C'est en amenant du fond, en posant des vrais problèmes et en apportant des solutions hors d'une logique partisane que l'on peut soutenir l'alternative en France. À côté des idées, il y aussi la base : dans une démocratie, il s'agit du peuple, des électeurs. Ces derniers doivent reprendre la main. Le réservoir de voix des électeurs tricolores est conséquent dans le cadre des prochaines élections : il faut faire revenir nos électeurs tricolores au urnes.

En ce sens, notre association vise à donner des informations et donner surtout l'envie aux électeurs de reprendre le champ politique, de mettre la pression sur les dirigeants pour qu'ils s'entendent. On a bien vu aujourd'hui qu'il y a un blocage d'images. La force de François Mitterrand associée à celle de Jacques Chirac a été de diaboliser des idées de bon sens, des idées patriotes. Aujourd'hui, on le voit dans le cadre de ce qui se passe chez Les Républicains, il y a toujours une crainte d'être mal jugé ce qui les conduits à donner des gages à leurs adversaires. Alors que dans tous les pays du monde , les politiques évoluent considérablement dans le sens de la défense de la patrie, de la nation, avant même de défendre une logique de parti. La mondialisation a tout changé. Le protectionnisme est devenu la modernité de l'économie, au bénéfice de la protection des peuples et des nations. La modernité c'est, selon moi, de défendre la France et les Français, les forces industrielles, les groupes et les entreprises françaises, tout en rappelant que dans notre esprit, la politique est toujours au-dessus de l'économie.

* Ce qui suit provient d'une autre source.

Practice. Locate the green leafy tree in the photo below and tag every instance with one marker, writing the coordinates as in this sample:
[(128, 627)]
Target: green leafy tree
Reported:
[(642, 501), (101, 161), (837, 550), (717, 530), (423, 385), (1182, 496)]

La démission de Laurent Wauquiez pourrait s'accompagner d'un virage plus "centriste", tel qu'il a été prôné par Gérard Larcher ou Valérie Pécresse ces derniers jours. L'occasion d'une clarification ou un obstacle supplémentaire au rapprochement que vous prônez selon vous ?

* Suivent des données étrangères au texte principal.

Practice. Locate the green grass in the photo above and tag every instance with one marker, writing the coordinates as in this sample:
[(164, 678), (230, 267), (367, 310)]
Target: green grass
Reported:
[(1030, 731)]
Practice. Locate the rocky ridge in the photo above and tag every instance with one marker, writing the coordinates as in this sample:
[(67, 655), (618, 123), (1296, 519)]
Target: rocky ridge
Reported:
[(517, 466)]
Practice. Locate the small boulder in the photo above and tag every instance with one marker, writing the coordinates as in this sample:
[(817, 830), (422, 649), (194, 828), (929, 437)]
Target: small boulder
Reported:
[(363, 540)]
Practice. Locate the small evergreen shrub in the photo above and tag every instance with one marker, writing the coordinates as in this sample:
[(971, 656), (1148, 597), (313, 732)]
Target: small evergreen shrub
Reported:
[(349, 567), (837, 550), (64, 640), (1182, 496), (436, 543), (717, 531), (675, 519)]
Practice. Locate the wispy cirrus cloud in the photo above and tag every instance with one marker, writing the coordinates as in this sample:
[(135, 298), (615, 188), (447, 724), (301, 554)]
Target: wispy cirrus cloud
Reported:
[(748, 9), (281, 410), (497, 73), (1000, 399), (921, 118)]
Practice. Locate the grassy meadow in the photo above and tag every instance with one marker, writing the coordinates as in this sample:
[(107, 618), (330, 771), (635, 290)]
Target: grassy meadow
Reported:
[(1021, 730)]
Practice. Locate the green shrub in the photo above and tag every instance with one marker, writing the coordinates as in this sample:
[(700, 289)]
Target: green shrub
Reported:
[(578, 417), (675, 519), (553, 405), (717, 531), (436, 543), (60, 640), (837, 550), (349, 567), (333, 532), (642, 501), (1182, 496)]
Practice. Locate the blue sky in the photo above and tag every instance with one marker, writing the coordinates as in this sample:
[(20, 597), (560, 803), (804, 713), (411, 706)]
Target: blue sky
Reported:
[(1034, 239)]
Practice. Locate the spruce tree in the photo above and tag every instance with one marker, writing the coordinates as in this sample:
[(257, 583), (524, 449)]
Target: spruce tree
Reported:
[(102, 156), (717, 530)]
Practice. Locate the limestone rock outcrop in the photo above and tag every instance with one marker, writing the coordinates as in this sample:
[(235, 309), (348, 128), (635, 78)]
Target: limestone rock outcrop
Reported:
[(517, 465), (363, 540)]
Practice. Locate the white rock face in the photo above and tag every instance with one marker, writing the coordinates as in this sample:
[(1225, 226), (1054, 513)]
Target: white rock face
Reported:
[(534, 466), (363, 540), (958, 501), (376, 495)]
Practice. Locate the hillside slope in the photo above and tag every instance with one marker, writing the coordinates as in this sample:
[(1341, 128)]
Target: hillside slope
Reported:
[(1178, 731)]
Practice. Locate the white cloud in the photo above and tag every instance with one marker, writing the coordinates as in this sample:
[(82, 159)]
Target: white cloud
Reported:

La reconstruction passera aussi et surtout par les élections municipales et régionales. Le rapport de force sera présent à ce moment-précis, dans la perspective des prochaines élections nationales; présidentielles et législatives. Jusqu'à ce jour, que certains responsables LR empêchent toute logique d'alliance à terme me semble suicidaire, pour leur parti – ce qui est moins grave, parce que les partis peuvent mourir et renaître sous d'autres formes -, mais surtout pour notre pays et notre peuple.

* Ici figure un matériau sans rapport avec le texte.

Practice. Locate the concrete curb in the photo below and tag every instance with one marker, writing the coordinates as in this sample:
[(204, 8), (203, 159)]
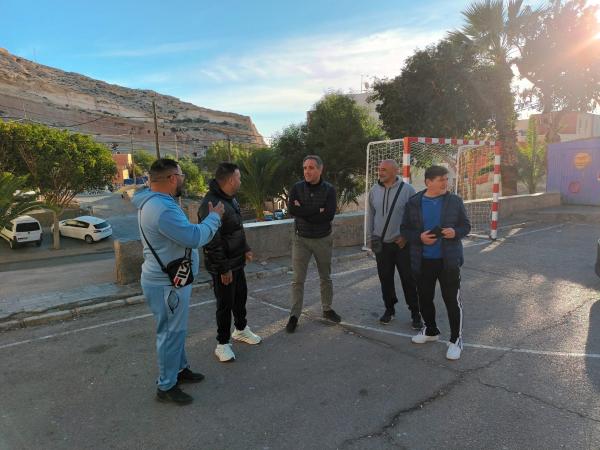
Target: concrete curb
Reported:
[(90, 306)]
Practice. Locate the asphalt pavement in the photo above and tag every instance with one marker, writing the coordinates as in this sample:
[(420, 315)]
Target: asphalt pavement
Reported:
[(529, 376)]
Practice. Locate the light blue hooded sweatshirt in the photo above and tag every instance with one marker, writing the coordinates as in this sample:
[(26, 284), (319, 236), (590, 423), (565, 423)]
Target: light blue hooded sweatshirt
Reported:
[(169, 232)]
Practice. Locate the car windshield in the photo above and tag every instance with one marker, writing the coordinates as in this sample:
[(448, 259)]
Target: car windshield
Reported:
[(27, 226)]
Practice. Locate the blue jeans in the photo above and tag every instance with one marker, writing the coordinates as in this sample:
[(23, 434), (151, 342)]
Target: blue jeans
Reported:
[(170, 307)]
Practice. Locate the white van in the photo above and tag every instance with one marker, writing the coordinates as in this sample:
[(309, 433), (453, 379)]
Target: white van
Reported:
[(22, 230)]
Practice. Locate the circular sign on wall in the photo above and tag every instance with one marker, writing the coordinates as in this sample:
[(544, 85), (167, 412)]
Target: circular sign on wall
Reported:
[(574, 187), (582, 160)]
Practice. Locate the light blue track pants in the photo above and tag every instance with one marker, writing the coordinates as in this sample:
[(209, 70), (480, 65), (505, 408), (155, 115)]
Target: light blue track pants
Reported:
[(170, 307)]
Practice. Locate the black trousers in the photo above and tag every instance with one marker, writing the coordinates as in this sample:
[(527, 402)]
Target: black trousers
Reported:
[(390, 259), (231, 298), (433, 270)]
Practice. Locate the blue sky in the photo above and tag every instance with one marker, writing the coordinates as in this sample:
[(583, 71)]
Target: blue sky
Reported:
[(271, 60)]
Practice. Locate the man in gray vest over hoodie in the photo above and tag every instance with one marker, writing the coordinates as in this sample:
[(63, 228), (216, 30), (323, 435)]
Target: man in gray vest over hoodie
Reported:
[(391, 252)]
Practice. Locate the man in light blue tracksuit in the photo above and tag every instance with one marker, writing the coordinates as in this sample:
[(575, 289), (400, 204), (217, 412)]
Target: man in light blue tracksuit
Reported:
[(166, 228)]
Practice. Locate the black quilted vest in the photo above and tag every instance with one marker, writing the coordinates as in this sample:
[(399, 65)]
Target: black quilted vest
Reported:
[(312, 196)]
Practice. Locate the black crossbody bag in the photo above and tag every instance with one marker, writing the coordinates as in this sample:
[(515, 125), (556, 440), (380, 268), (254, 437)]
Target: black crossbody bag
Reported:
[(377, 241), (179, 270)]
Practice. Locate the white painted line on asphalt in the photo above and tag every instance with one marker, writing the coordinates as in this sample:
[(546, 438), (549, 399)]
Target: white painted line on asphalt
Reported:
[(482, 346), (92, 327)]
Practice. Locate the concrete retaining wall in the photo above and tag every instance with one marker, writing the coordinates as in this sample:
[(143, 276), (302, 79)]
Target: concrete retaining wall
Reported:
[(45, 217), (520, 203)]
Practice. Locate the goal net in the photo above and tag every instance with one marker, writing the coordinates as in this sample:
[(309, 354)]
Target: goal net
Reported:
[(473, 166)]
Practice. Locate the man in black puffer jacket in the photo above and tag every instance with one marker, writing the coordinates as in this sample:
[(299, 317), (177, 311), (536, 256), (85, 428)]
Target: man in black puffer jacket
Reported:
[(225, 258), (312, 202)]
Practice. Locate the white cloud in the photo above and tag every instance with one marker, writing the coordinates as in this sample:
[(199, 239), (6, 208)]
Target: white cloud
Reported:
[(159, 49), (291, 76), (287, 78)]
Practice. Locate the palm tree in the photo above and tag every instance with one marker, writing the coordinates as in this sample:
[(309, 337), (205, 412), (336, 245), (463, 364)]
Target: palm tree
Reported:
[(259, 170), (496, 30), (12, 204)]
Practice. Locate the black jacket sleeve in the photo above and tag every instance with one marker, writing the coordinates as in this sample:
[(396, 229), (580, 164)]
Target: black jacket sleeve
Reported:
[(408, 229), (214, 250)]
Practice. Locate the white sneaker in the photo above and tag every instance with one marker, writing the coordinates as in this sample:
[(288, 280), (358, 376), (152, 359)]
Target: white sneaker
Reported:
[(224, 353), (246, 335), (454, 351), (422, 338)]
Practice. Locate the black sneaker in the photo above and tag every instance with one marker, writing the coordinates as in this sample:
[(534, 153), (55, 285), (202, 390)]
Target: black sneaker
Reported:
[(417, 322), (187, 376), (387, 317), (292, 324), (332, 315), (174, 395)]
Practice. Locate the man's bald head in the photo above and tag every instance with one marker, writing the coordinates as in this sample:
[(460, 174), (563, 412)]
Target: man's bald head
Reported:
[(391, 163)]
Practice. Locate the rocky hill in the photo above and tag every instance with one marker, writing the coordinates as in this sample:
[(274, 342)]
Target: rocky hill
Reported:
[(118, 116)]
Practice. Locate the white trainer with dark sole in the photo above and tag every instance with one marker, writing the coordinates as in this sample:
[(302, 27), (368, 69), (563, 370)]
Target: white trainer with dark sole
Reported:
[(224, 353), (246, 335)]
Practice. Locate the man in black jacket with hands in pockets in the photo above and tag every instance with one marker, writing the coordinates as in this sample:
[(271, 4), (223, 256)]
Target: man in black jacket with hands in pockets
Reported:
[(225, 258), (313, 204)]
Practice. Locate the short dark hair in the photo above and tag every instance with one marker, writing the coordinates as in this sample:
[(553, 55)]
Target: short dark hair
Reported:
[(225, 170), (435, 171), (162, 167), (316, 158)]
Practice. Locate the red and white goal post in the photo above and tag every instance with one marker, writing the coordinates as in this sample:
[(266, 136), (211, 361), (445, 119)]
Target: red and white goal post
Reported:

La démission de Laurent Wauquiez était inscrite à terme lors de la création de l'UMP, à partir du moment où il y avait l'application dans les faits et dans la gestion de leurs alliances, de refus de tout accord avec le Front National ou le Rassemblement National. C'est le centre qui a gagné par rapport aux RPR ou à la droite populaire. Ils en payent aujourd'hui le prix. Les électeurs de droite, populaires, sociaux et nationaux, ne se satisfont pas de cette situation. Il y a aujourd'hui un vrai objectif : celui de voir à la tête de ces formations, petites et grandes, des personnalités qui comprennent de ce que souhaite la base et acceptent de faire appel à voter pour celui qui reste et peut-être à terme de constituer des alliances.